El régimen político brasilero era el de una democracia endeble sostenida sobre un inestable equilibrio de fuerzas políticas que gravitaba, sobre todo, entre su legislativo y su ejecutivo por medio de mecanismos informales para lograr apoyo político, usualmente mediante la más abierta corrupción, en uno de los legislativos más fragmentados de Latinoamérica, con más de 16 fuerzas políticas. 513 diputados y 81 senadores, todos atrapados en un circuito de intercambio de favores donde el consenso y el apoyo parlamentario pasaba por adjudicaciones, venta de votos y venta de cargos. El gobierno de Lula no pudo o quiso romper con ésta institucionalidad informal, lo que traería severas consecuencias para el Estado brasilero como un todo.
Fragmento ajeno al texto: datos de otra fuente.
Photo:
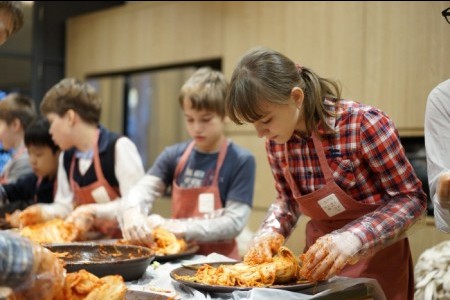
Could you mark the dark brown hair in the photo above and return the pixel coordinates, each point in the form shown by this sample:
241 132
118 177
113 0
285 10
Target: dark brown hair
15 9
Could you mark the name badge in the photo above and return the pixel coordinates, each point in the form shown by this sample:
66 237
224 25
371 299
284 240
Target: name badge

En 2016 la sucesora de Lula fue depuesta mediante un golpe de Estado ejecutado entre el Legislativo y el Judicial. Asumiría luego el poder Michel Temer, un diputado marginal del Movimiento Democrático Brasilero (MDB) cuya mera presencia demuestra el pragmatismo del Partido de los Trabajadores al momento de establecer alianzas.
¿Qué tiene que ver esto con la actual pasividad diplomática y geopolítica brasilera? El gobierno de Temer, a pesar de ser considerado uno de transición, implementó un desarme inmediato de la política económica armada durante el gobierno de Lula, donde destacan el congelamiento por dos décadas del gasto público, la eliminación de varios ministerio encargados de políticas sociales y la conformación de un gabinete de ministros compuestos por personajes comprobadamente corruptos y provenientes de las clases acomodadas de éste país.
Ésta suma de retrocesos se extendería, obviamente, al ámbito de las relaciones exteriores de Brasil, expresándose en una total pasividad diplomática. Brasil no participó en los Acuerdos de Paz en Colombia, ni tampoco en solucionar las crisis políticas y migratorias de Nicaragua y Venezuela entre 2017 y 2018. Ya si siquiera se habló acerca de la posibilidad de asumir un rol más protagónico para Brasil en espacios como el Concejo de Seguridad de la ONU.
Decíamos que Brasil siempre se pensó a sí mismo como un Estado destinado a ocupar un puesto de liderazgo a nivel mundial. Sus pensadores geopolíticos fundacionales, como Everardo Backheuser o Mario Travassos, siempre hicieron énfasis en la importancia de consolidar el control del Estado brasilero sobre su territorio amazónico y de fronteras. En tiempos actuales, la geopolítica va más allá de los factores clásicos de antes, aunque sin olvidarlos. Así, población y territorio son tan importante hoy en día como factores geo-económicos, que se expresan sobre todo en relaciones comerciales con otros países y la capacidad de atraer y realizar inversiones.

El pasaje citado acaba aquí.